CVT_BASIS
Data Clustering by K-Means Techniques
CVT_BASIS is a FORTRAN90 program, using
double precision arithmetic, which computes good cluster centers
for a set of data.
The clustering process uses the K-Means algorithm, which can be
considered to be a discrete version of the CVT algorithm (Centroidal
Voronoi Tessellation).
The data is a collection of vectors, with each vector stored in
a separate file. The files are presumed to have "sequential" names,
such as "fred01.txt", "fred02.txt", and so on. Each file must be a
TABLE file, that is
a series of N lines, with M values on every line (although
comment lines may be inserted as well.)
The program is given the name of the first file in the sequence.
It reads the data from each file in the sequence, and carries out
the K Means clustering process to determine K cluster centers.
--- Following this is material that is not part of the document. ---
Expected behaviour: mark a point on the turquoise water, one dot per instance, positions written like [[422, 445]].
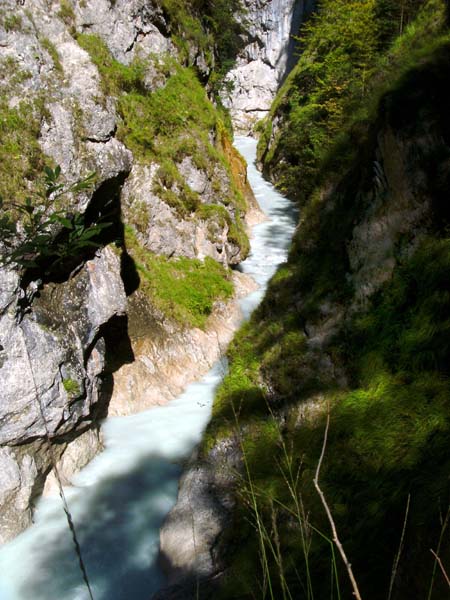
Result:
[[121, 498]]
It writes each of these cluster centers out to a separate file.
The cluster centers will generally be "well spread out" in the space
spanned by the set of data. Such a set might be useful, for instance,
in determining a basis for a low-dimensional approximation of the
data.
INPUT: at run time, the user specifies:
-
uv0_file, the name of the first data file (the program
will assume all the files are numbered consecutively).
Note that you may now specify more than one set of solution families.
Enter "none" if there are no more families, or else the name of the
first file in the next family. Up to 10 separate families of
files are allowed.
-
cluster_lo, cluster_hi, the range of cluster sizes to check.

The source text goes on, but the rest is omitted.